ONTARIO — Fingers are crossed about a “soft landing” for the economy as the Bank of Canada attempts to tame inflation with recent interest rate hikes. “But as the brakes start to screech” on the economy, the Conference Board of Canada says “Canadians are bracing for impact.”
In its July 20 “quick take” on the economy, the conference board suggested inflation has not yet peaked after 15 months of underestimations by the Bank of Canada.
The Consumer Price Index (CPI), a measurement of consumer goods, rose by 8.1 per cent in June, on a year-over-year basis. Food prices were up 9.4 per cent in stores and 7.1 per cent in restaurants, compared to June 2021. However, the biggest price spike was felt at the gas pump. Gas prices have jumped 54.6 per cent in one year.
“With price pressures still boiling over, we expect that year-over-year changes to the CPI will not start to fall until later this year,” the conference board predicts in a release acknowledging the Bank of Canada’s recent “shock” interest rate hike. The Bank boosted its benchmark overnight rate a full percentage point, to 2.5 per cent, on July 13, the highest increase since 1998.

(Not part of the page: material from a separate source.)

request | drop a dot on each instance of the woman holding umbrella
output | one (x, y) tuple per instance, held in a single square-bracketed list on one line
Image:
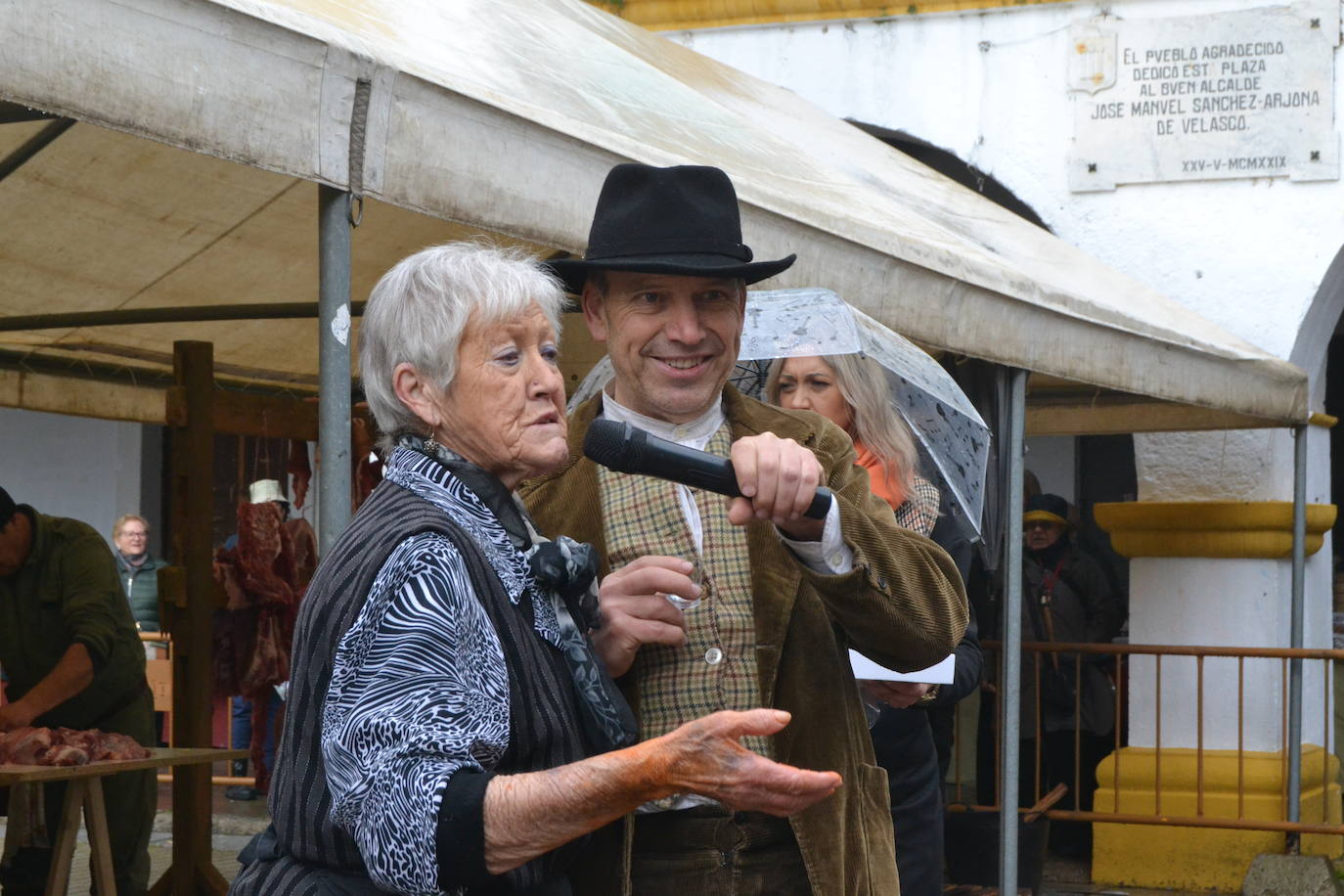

Month-over-month, all items on the CPI continued to rise in June. On a seasonally adjusted monthly basis, the rise of the CPI did ease a bit. The index rose 0.6 per cent in June over May, a decline from the 1.1 per cent posted in May over April.
However, as they pay more at the checkout aisle and gas pump, the negative inflation picture continues to weigh on Canadians.
The conference board in June reported that consumer confidence had fallen to its lowest level in 18 months. That key measure fell even further in July.